The Bandwagon wasn’t a good argument when we were six years old, and it’s not a good argument even when we’re sixty years old.

If the Antismoking Lobby had good arguments they would use them. If they had the truth about the effect of secondary smoke they wouldn’t lie about it.

They don’t have those arguments, they don’t have that truth, and increasingly, they don’t have their bans.


(To see my "Letter to the Editor" on this subject go to Pittsburgh Post Gazette ) or read it below:



Don't fall for the anti-smoking lobby's tricks


Alana Semuels' April 4 article "Smokers Could Lose Now That Error's Fixed" fell into a classic, and carefully planned, trap of fallacious reasoning.

The anti-smoking lobby in America has become very skilled at using various styles and tricks of fallacious argumentation to advance its cause.

At the start of the article, Semuels wrote, "New York did it. Columbus did it. Even Wheeling, W. Va., is doing it. Everybody's doing it, and some say Pittsburgh should be next to ban smoking in workplaces." This is an example of the "bandwagon argument" usually used when more solid arguments aren't available. Even if the underlying facts are true (i.e. everyone is actually "doing it"), the argument by itself is still specious.

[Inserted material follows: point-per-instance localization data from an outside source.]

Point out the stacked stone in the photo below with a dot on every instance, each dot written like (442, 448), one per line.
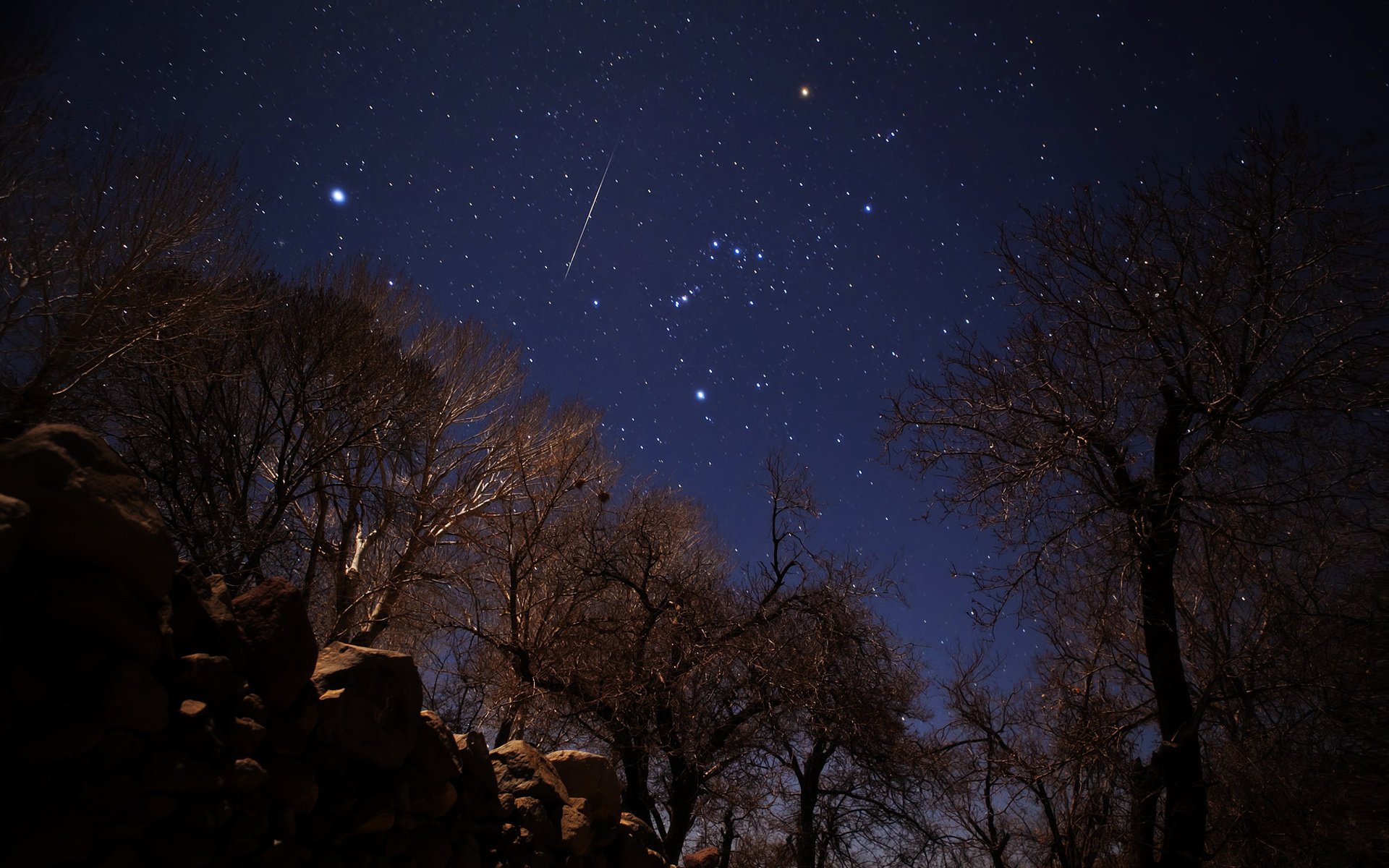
(152, 717)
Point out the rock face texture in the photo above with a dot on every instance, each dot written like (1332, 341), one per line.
(150, 717)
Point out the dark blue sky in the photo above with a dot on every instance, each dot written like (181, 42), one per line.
(799, 208)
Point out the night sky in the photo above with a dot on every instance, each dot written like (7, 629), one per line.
(797, 208)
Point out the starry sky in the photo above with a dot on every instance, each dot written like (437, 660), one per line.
(797, 208)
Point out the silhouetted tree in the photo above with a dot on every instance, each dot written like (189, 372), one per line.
(116, 242)
(1197, 371)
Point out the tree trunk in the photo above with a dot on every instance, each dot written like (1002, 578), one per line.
(1178, 759)
(807, 835)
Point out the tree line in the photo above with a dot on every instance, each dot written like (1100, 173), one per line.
(1180, 445)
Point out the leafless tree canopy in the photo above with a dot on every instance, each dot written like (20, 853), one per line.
(1181, 438)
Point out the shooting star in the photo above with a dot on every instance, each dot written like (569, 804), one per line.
(590, 216)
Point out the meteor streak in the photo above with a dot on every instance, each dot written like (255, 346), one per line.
(590, 216)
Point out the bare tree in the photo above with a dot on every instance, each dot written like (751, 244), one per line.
(1195, 368)
(110, 242)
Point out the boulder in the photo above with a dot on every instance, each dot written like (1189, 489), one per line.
(210, 677)
(575, 828)
(590, 777)
(702, 859)
(368, 703)
(435, 754)
(88, 507)
(134, 699)
(281, 652)
(14, 517)
(524, 771)
(200, 616)
(640, 833)
(292, 782)
(99, 608)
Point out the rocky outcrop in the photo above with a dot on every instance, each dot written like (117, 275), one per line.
(152, 717)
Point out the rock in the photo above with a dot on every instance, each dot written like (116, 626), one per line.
(171, 770)
(61, 739)
(592, 778)
(524, 771)
(703, 859)
(435, 754)
(641, 833)
(477, 763)
(134, 699)
(281, 650)
(245, 775)
(14, 519)
(210, 677)
(371, 816)
(292, 782)
(88, 507)
(245, 735)
(101, 608)
(253, 709)
(200, 616)
(575, 828)
(532, 814)
(178, 849)
(368, 703)
(433, 800)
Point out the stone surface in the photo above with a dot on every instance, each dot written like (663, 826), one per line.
(524, 771)
(134, 699)
(292, 782)
(134, 736)
(368, 703)
(14, 519)
(702, 859)
(592, 778)
(575, 828)
(210, 677)
(435, 754)
(200, 616)
(69, 478)
(279, 647)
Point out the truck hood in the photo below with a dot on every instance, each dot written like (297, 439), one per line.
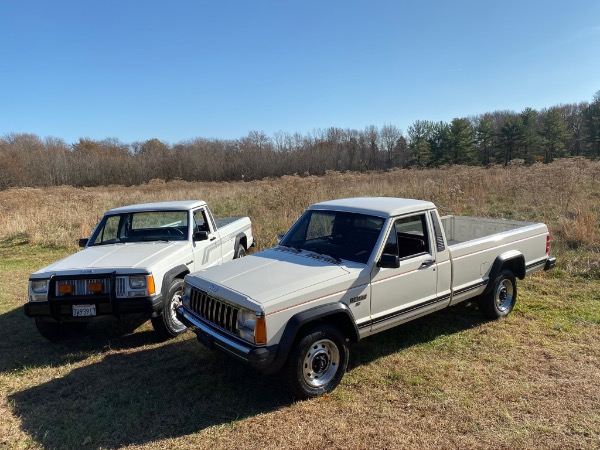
(114, 256)
(270, 274)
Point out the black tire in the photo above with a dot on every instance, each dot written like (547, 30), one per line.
(240, 251)
(166, 324)
(57, 331)
(501, 299)
(317, 362)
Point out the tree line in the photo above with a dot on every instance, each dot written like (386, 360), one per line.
(491, 138)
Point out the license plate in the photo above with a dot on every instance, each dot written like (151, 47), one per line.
(84, 310)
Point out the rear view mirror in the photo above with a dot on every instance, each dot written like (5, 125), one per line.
(388, 261)
(201, 235)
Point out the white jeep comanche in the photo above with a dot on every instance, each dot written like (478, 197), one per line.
(134, 262)
(348, 269)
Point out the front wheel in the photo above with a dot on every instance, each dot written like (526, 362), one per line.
(501, 299)
(166, 324)
(317, 362)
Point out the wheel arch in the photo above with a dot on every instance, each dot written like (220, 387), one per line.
(512, 260)
(337, 314)
(179, 271)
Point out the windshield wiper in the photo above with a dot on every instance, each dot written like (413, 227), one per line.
(146, 239)
(298, 249)
(335, 258)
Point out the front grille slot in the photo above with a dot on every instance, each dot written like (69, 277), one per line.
(82, 287)
(213, 310)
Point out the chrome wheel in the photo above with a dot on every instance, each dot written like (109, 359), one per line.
(504, 295)
(321, 362)
(173, 305)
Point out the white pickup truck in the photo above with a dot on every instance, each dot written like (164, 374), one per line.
(348, 269)
(134, 262)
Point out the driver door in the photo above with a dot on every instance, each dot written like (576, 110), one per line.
(398, 294)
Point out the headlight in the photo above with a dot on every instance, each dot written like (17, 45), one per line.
(137, 282)
(38, 290)
(251, 327)
(39, 286)
(187, 292)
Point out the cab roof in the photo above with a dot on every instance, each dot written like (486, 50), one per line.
(183, 205)
(376, 206)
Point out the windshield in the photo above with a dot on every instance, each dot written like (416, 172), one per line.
(341, 235)
(141, 227)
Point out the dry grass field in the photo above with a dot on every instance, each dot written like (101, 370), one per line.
(449, 380)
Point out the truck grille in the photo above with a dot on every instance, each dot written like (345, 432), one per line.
(82, 286)
(213, 310)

In this particular case, however, as with far too many arguments supporting smoking bans, the underlying facts aren't even there: There are many places that are now resisting smoking bans, overturning them or weakening them to the point where they're almost meaningless. In the month before a March 7 Philadelphia Council vote on a ban, a Google search showed that there were close to a dozen towns, cities and even entire states that said "no" to smoking bans in one form or another.

But you'll never hear that information from the antismoking lobby. Unfortunately, the media seem all too willing to take the anti-smokers' press release sound bites and simply repeat them over and over again exactly as intended.